In an instant she would be gone, thundering back down the stairs to the kitchen, while I limply tried to tell her that I was a big fat smelly pig already.
Therefore her challenge meant nothing to me.
Well, I was big and fat, that was for sure. Very watermelonesque. Well, at least I had been when I arrived in Dublin. I couldn’t be certain now as I hadn’t looked in a mirror or tried on any clothes since the day I left my apartment in London.
I was most certainly smelly. There was as much chance of me climbing Mount Everest as there was of me washing my hair.
I did have the occasional bath, but only because my mother organized the whole thing.
A combination of persuasion and coercion.
She would fill the bath with steaming and fragrant bubble bath so that I would smell of kiwifruit and papaya. She would put huge soft towels on the heated towel rack for me. She would offer me a loan of her lavender body lotion (ugh, no thanks). She would threaten to report me to the authorities for being an unfit mother. Kate, she told me, would be put in a foster home.
So I would have a bath every day or so.
Grudgingly.
But perhaps I wasn’t a pig. I honestly couldn’t remember the last time I had eaten anything. I was never hungry. The thought of eating something scared the life out of me. I knew that I wouldn’t be able to.
I felt frozen.

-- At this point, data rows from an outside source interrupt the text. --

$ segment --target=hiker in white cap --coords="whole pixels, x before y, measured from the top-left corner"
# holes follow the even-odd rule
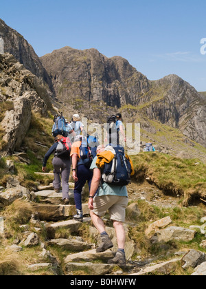
[[[72,122],[69,124],[74,130],[76,136],[81,134],[81,131],[84,129],[84,125],[80,120],[81,118],[78,114],[73,114],[72,117]]]

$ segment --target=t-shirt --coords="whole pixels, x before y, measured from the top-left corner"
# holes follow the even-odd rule
[[[123,125],[123,123],[121,120],[117,120],[116,122],[116,129],[117,129],[117,131],[119,131],[119,127],[120,125]]]
[[[90,167],[91,170],[93,170],[94,169],[98,169],[96,165],[98,157],[95,157],[92,164]],[[119,195],[121,197],[128,197],[127,193],[127,189],[126,186],[113,186],[111,184],[108,184],[106,182],[103,182],[102,187],[99,188],[99,191],[97,193],[98,197],[102,195]]]
[[[70,125],[72,127],[77,136],[79,136],[81,133],[80,127],[84,127],[84,125],[80,121],[73,121]]]
[[[66,129],[67,129],[67,131],[70,132],[73,130],[73,128],[71,127],[71,125],[69,123],[67,123],[66,126]]]

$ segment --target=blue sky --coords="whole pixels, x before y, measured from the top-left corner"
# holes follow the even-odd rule
[[[150,80],[177,74],[201,92],[205,11],[205,0],[1,0],[0,18],[39,56],[93,47],[126,58]]]

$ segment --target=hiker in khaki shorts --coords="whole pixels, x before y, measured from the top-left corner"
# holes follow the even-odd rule
[[[104,146],[99,146],[97,149],[98,155],[104,151]],[[107,156],[109,157],[108,153]],[[108,263],[124,266],[126,266],[124,252],[126,235],[123,223],[125,222],[125,211],[128,202],[126,186],[112,186],[103,182],[95,195],[102,178],[101,170],[96,165],[97,160],[98,157],[95,157],[90,168],[93,171],[93,177],[88,203],[89,208],[91,210],[90,211],[91,220],[101,236],[101,244],[96,251],[104,252],[113,246],[109,236],[105,231],[105,226],[101,219],[101,217],[103,217],[108,211],[116,233],[118,250],[115,257],[108,260]]]

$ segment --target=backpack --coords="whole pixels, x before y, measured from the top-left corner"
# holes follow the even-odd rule
[[[99,145],[97,136],[87,136],[87,138],[82,138],[82,144],[80,147],[80,159],[83,164],[90,167],[93,160],[97,155],[97,147]]]
[[[123,147],[113,148],[116,154],[102,171],[102,182],[115,186],[126,186],[130,182],[131,164],[125,157]]]
[[[155,149],[152,146],[152,144],[149,142],[146,144],[144,151],[155,151]]]
[[[119,145],[119,130],[117,129],[117,117],[115,115],[107,117],[106,131],[109,134],[109,144]]]
[[[60,116],[56,114],[54,118],[54,125],[52,130],[52,136],[56,137],[58,134],[67,136],[68,130],[67,129],[66,120],[61,113]]]
[[[55,157],[70,158],[71,143],[69,137],[62,136],[58,141]]]

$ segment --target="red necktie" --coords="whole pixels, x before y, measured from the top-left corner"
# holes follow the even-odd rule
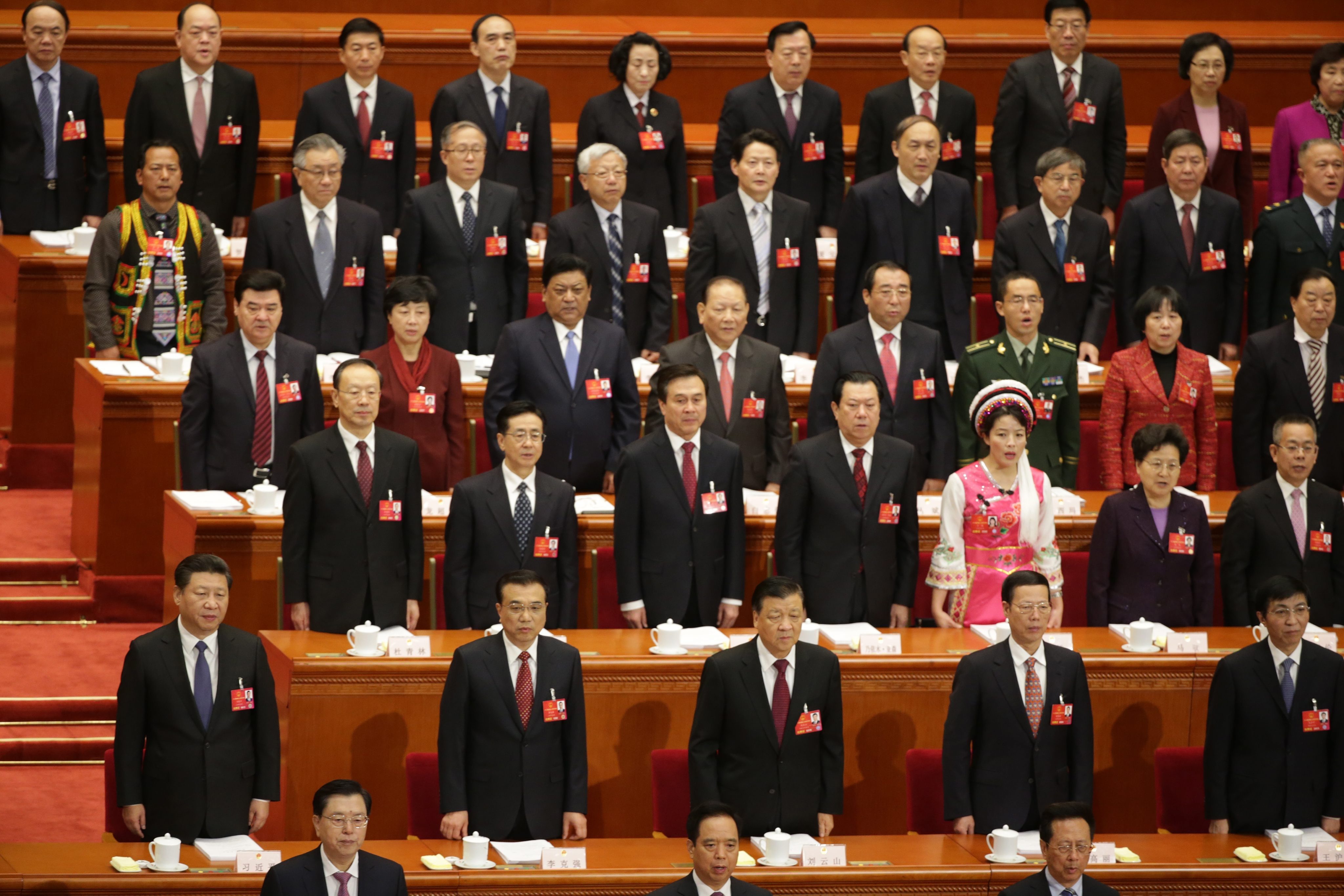
[[[270,377],[266,376],[266,352],[257,352],[257,416],[253,420],[253,463],[270,463]]]
[[[774,695],[770,697],[770,713],[774,716],[774,736],[784,744],[784,727],[789,723],[789,677],[785,672],[788,660],[774,661]]]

As if my throat was blocked up and I wouldn’t ever be able to swallow anything.
I couldn’t believe that this was happening to me—I’d always had a very robust appetite. When I was pregnant, it was better than robust, more like steel-reinforced. I spent my teenage years praying desperately to be anor-exic. I never lost my appetite, no matter what the occasion. Exam nerves, job interviews, wedding day jitters, food poisoning—nothing short of death made the slightest difference to my ability to eat like a racehorse.

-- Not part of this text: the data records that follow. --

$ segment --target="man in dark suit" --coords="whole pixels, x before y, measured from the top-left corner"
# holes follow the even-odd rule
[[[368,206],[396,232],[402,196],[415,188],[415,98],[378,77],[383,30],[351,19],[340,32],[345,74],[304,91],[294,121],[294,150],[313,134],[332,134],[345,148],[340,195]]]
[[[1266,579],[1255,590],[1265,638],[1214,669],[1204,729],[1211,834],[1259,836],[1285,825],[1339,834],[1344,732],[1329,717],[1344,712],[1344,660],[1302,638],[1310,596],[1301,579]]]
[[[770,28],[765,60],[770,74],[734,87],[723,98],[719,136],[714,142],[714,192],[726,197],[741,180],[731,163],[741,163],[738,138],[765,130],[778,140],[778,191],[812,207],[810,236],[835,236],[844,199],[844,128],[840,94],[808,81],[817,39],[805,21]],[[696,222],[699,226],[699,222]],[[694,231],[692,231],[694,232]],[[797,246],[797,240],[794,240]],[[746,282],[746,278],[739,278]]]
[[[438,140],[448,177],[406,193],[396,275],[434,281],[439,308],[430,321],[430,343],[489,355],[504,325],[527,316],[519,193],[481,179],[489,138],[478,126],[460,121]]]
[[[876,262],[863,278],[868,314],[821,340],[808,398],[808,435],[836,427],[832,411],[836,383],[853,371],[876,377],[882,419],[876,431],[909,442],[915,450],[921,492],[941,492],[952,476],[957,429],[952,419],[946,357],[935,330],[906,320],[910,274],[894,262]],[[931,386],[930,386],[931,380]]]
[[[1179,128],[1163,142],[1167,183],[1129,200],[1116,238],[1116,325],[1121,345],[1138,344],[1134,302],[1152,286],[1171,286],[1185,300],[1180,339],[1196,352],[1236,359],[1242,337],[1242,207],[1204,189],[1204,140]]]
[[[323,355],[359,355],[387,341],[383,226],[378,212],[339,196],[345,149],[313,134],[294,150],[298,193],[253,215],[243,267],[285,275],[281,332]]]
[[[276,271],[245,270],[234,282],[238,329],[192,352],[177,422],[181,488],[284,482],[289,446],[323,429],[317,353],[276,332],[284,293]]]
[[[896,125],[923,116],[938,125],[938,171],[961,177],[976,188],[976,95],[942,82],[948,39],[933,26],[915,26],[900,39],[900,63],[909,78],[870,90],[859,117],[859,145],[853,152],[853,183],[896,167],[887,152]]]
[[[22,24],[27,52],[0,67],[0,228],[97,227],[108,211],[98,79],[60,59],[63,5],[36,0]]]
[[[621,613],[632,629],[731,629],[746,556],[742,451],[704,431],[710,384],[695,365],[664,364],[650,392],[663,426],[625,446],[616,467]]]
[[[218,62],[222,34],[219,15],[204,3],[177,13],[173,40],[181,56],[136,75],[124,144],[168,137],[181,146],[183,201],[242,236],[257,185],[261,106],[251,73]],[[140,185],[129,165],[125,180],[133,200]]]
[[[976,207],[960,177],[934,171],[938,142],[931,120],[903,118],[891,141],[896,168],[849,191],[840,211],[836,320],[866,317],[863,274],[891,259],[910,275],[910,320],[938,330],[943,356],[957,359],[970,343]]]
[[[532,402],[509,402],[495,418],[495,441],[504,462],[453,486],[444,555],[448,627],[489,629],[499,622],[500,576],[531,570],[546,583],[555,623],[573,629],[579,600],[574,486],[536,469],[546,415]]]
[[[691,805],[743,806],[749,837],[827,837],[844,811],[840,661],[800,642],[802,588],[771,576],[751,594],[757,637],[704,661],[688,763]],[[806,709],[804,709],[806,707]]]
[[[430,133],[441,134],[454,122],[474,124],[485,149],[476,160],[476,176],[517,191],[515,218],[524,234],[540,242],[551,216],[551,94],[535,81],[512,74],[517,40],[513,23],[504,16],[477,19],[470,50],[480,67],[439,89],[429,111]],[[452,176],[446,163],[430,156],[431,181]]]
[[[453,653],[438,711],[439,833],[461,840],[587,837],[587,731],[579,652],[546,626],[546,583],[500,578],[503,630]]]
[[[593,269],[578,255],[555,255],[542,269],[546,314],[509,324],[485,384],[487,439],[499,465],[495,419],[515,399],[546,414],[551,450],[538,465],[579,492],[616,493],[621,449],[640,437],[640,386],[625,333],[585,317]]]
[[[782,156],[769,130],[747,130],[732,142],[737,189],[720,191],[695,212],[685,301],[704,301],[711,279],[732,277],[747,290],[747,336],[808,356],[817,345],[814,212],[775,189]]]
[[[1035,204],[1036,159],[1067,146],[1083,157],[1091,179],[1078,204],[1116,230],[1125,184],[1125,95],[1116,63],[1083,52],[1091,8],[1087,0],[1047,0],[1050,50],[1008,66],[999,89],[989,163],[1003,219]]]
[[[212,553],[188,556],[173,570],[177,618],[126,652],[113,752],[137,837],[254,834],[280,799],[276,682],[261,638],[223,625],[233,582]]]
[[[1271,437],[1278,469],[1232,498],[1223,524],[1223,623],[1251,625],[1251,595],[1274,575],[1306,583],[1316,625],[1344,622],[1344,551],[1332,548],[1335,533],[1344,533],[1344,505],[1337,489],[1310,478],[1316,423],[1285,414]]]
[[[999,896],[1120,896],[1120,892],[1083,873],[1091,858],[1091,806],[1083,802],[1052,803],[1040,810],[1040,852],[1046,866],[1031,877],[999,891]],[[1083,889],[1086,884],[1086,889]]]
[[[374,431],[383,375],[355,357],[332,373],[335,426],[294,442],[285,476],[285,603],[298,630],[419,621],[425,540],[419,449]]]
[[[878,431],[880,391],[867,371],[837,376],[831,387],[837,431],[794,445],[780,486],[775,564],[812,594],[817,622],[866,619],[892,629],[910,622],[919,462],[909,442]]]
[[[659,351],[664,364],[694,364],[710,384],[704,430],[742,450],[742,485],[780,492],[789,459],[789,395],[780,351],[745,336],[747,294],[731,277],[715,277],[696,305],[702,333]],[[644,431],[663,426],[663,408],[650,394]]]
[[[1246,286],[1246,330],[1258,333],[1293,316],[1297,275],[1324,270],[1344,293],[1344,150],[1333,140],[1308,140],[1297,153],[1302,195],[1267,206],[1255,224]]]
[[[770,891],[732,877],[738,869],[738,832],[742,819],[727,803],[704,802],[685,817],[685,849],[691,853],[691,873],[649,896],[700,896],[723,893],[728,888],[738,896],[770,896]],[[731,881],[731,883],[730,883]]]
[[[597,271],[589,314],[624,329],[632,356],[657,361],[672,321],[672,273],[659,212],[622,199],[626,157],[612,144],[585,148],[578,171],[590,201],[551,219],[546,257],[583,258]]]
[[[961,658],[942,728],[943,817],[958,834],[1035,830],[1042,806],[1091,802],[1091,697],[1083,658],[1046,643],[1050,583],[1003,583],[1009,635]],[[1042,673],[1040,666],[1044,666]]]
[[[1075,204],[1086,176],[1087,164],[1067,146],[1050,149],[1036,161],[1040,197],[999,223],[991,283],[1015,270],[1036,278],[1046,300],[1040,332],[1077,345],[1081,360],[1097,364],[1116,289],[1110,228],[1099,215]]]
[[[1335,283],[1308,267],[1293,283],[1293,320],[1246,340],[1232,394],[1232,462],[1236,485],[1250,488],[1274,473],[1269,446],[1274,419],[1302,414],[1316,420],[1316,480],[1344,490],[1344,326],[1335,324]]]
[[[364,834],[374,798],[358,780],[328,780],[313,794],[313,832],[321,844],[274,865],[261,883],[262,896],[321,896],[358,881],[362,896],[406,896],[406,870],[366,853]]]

Whenever I met a thin person who would trill, “Oh, silly old me, I simply forget to eat,” I would stare with ill-concealed bafflement and bitterness, feeling unglamorous and lumpy and bovine. The lucky bitches, I would think. How could anyone forget to eat? I had an appetite—what an untrendy and shameful thing to have.
Because when the world ends and we have shuffled off our mortal coils and we’re all in Heaven and time ceases to exist and we are pure of spirit and have eternal life, which we will spend contemplating the Almighty, I will still need a Kit Kat every morning at eleven o’clock.
But I would console myself with the thought that these skinny people were probably lying through their teeth. They were really raging bulimics or taking amphetamines or having liposuction every weekend.
The days dragged on. Sometimes I would get out of bed and take Kate downstairs to watch a soap opera with Mum. I would have a cup of tea with her and then I would go back to my room.
Helen continued to plague me. Three days after the baby intercom was installed she tiptoed very elaborately into the room. “Is that on?” she mouthed, pointing at the intercom. “What?” I asked crossly, looking up from my copy of a magazine. “No, of course it’s not on. Why the hell would it be? Kate is here and so am I.”
“Fine,” she said, “fine, fine.” With that she doubled over with mirth. She sat on the bed, shaking with laughter; tears ran down her face. I sat and stared at her with ill-concealed distaste.
“Sorry,” she said, wiping her eyes and trying to assemble herself. “Ahem, right, sorry, sorry.”
“What’s going on?” I asked as Helen sat up straight.